Non vola tanto spesso, questo uccello, ma quando finalmente si decide… L’american woodcock, o scolopax minor, è un abitante dei boschi dal peso di 230 g al massimo, con il becco a punta e gli occhi tondi e neri, stranamente arretrati sulla testa. Cresce presto. Mangia vermi. Si mimetizza. E quando arriva la tardiva primavera, negli stati nevosi in cui è solito abitare, la saluta per il tramite di uno speciale rituale. La danza e il canto di un amore senza fine, espresso in quel linguaggio universale che si può tradurre in gesti, suoni e sentimenti. Memorabile è il suo modus, degno di entertainer consumati, con le penne ben rodate da milioni d’anni di evoluzione. Verso sera e verso sud, dondolandosi tra i bassi cespugli dove ha costruito la sua casa, l’uccello raggiunge i margini della vegetazione. Emerge dagli alberi natii, da quel tiepido rigoglio, stando bene attento che non sia presente un predatore. Quindi, trovata una radura, un pascolo, uno spiazzo qualunque, subito si mette a gorgheggiare. Con il caratteristico piglio onomatopeico della lingua inglese, esiste un verbo apposito che definisce pienamente il verso di questa beccaccia: (to) peent. Peent, peent, peent (ripetere ad oltranza) Poetando in tale modo il suo entusiasmo, il maschio inizia a passeggiare in circolo, guardando bene intorno, nella speranza di scorgere la sua compagna. Lo fa per una, due, tre serate. Finché, d’un tratto eccola lì. La gallina (hen) splendida della foresta, decisamente più imponente del suo principe marrone. Lui incrocia il suo sguardo per un attimo, stringe il becco e dispiega le potenti, tozze ali. Tempo di far festa.

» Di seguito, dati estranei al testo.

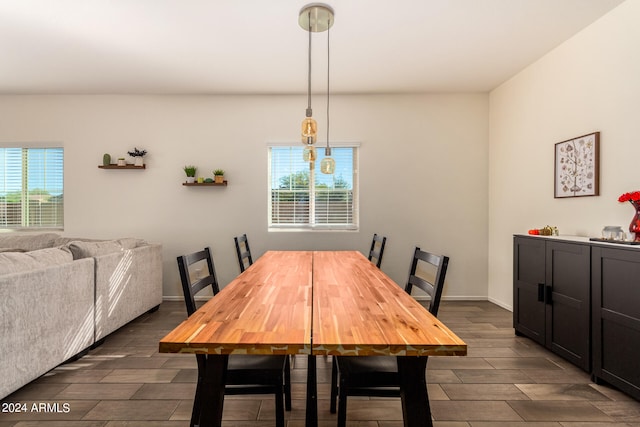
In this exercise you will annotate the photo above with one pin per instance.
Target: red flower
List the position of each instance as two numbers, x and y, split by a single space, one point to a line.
634 196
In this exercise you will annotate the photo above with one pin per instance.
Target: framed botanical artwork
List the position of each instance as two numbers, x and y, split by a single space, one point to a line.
577 166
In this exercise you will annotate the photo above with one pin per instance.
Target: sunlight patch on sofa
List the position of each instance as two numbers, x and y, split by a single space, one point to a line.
78 340
120 279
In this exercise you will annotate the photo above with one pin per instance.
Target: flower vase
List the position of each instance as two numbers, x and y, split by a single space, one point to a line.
634 227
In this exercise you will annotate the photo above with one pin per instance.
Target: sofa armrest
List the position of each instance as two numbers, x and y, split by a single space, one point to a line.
46 317
128 284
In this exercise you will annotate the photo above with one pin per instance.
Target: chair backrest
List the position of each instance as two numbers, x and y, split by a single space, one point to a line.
434 290
191 287
243 252
377 249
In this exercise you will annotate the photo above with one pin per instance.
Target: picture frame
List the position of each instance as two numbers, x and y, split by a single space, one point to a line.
577 167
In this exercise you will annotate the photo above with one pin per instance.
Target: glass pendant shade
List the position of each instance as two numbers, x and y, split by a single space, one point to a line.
309 130
309 154
328 165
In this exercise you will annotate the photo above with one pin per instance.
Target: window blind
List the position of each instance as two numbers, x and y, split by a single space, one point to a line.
31 188
303 197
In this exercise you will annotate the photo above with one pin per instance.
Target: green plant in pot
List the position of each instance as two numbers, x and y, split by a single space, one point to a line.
218 175
190 171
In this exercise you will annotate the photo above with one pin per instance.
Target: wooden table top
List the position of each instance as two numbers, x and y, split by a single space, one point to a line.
265 310
357 310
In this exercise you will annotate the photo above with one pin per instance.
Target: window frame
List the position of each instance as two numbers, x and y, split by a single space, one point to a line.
309 227
27 223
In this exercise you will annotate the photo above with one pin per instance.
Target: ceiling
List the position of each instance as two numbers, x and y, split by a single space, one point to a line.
257 46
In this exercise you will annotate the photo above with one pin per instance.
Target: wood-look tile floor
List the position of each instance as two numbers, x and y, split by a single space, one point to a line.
503 381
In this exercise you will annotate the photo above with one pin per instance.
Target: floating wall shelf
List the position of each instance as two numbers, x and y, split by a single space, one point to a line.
205 184
128 166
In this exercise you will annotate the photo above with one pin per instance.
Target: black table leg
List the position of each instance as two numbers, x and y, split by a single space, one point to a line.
413 391
311 417
212 391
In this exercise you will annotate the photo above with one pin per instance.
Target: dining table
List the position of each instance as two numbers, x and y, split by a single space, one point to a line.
315 303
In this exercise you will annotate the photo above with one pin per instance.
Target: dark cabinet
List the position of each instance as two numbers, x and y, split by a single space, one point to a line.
616 317
552 296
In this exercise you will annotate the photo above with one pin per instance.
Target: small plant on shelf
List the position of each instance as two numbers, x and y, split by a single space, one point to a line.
137 156
190 171
219 176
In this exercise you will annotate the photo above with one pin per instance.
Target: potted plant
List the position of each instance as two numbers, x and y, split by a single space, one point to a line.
137 156
218 174
190 171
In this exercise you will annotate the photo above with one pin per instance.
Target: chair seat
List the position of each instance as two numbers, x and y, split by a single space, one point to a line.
249 362
378 372
358 365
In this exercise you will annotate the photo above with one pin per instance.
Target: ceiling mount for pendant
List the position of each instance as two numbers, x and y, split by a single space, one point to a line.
316 17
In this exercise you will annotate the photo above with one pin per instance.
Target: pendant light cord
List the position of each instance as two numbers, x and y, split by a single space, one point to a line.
309 75
328 56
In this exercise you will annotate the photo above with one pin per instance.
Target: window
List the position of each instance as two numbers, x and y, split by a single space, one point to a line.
304 198
31 188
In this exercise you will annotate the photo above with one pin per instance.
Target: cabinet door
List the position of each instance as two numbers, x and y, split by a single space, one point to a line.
616 317
528 287
567 294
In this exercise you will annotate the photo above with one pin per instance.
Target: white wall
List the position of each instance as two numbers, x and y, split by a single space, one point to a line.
423 173
590 83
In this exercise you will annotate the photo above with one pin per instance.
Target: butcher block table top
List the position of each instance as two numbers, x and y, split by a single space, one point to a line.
265 310
359 311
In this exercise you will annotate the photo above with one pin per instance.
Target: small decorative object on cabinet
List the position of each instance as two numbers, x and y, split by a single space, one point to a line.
138 156
218 174
634 199
190 171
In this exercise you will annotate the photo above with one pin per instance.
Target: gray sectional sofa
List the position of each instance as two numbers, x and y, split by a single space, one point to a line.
59 296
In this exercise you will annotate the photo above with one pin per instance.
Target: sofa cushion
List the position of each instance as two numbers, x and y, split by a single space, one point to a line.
81 249
11 250
28 242
16 262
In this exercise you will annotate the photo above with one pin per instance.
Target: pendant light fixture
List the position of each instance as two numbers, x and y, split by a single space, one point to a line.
328 165
314 18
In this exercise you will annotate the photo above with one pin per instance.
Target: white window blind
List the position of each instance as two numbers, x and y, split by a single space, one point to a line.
31 188
302 197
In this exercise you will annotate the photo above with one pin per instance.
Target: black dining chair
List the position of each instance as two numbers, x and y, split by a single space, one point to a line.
377 249
378 375
243 251
246 374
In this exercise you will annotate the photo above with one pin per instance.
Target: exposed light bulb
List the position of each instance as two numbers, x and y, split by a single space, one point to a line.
309 154
327 165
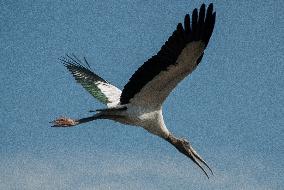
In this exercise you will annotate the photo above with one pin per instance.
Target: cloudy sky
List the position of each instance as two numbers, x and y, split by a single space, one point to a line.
231 108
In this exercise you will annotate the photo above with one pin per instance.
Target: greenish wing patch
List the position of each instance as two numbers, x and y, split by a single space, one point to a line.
88 79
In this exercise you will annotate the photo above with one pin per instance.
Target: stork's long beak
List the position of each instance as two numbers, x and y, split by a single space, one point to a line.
64 122
184 147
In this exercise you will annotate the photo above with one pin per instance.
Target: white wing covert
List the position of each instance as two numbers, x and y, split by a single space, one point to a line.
94 84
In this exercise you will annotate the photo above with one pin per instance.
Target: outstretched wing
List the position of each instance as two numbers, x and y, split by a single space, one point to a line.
155 79
95 85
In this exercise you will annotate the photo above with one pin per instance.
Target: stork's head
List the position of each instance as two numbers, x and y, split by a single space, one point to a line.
184 147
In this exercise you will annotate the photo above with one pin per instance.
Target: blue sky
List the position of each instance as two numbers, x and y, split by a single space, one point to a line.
230 108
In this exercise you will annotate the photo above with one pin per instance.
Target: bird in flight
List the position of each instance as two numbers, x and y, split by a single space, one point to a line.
140 101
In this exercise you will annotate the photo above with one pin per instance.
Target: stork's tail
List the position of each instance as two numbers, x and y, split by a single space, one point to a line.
68 122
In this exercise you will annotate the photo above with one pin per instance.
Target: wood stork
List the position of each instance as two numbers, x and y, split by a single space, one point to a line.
140 101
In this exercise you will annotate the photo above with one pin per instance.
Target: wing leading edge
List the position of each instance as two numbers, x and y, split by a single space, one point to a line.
179 56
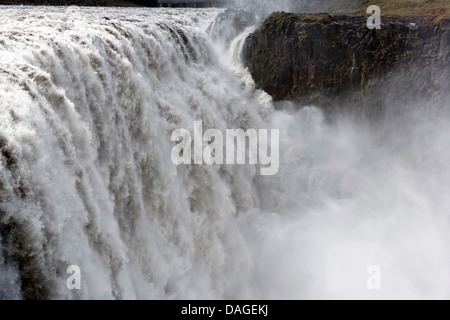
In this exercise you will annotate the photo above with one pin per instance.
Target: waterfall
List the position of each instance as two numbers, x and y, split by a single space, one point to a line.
89 99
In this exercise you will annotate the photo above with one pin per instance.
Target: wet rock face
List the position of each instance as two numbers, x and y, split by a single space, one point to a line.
337 62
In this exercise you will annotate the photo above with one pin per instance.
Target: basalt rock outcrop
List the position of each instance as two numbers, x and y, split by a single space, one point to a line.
337 62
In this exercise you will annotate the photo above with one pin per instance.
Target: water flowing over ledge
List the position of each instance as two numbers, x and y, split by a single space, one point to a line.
89 99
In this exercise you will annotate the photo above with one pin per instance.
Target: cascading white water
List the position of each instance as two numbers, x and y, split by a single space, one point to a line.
89 98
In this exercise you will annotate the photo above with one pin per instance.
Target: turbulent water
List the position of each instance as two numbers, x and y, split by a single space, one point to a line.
89 99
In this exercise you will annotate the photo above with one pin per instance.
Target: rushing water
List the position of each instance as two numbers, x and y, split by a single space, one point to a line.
88 101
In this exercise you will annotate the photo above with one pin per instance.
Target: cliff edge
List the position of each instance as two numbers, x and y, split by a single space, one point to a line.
335 61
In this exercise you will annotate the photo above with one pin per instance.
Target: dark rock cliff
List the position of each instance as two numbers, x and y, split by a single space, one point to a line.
337 62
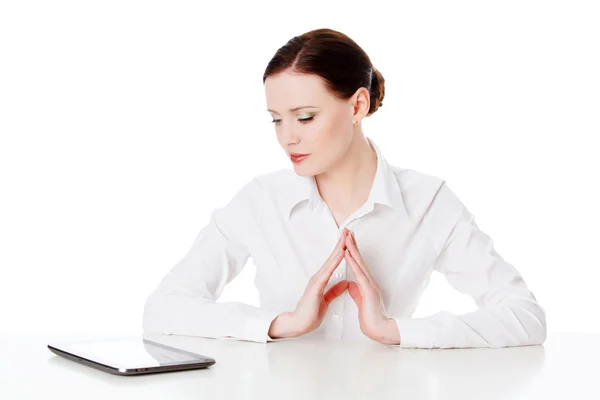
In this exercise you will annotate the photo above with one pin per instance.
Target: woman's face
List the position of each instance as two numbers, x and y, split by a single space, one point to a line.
322 127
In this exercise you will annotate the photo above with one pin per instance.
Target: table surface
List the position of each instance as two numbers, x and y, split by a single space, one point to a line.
566 366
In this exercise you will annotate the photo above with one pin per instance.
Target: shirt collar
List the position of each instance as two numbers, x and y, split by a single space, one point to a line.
385 189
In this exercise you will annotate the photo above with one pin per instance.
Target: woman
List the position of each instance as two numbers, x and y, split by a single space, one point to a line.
345 243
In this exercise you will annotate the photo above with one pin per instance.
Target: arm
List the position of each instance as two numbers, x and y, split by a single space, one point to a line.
184 303
508 313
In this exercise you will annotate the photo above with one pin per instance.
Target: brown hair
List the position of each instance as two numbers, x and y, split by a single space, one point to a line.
338 60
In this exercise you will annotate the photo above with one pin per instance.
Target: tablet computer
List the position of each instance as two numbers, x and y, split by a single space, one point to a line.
132 355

Lo scolopax può tenersi in aria ad una velocità di soli 8 Km/h, un record all’incontrario, tra i suoi simili pennuti. Fa tutto parte dello show. Il culmine operativo dello spettacolo aereo, ad ogni modo, ricorda un po’ l’attacco dello Stuka, il bombardiere tedesco che fischiava in picchiata per gettare nel panico il nemico. Come quest’ultimo, l’uccello vola in modo erratico e scomposto, benché non abbia il fine di dissuadere la contraerea. Si alza a 100 metri di altitudine, continuando il suo *peentare* finché a tale suono non si aggiunge un nuovo accordo; è un sibilo, il fischio del finale. Lo produce sempre lui, con le penne esterne delle ali.
In una folle discesa, valido contrappunto del suo vagheggiare precedente, si arresta in una parabola elegante, tra l’erba lievemente mossa dal vento. Nel silenzio ritornato della sera, lui ritrova la sua lei.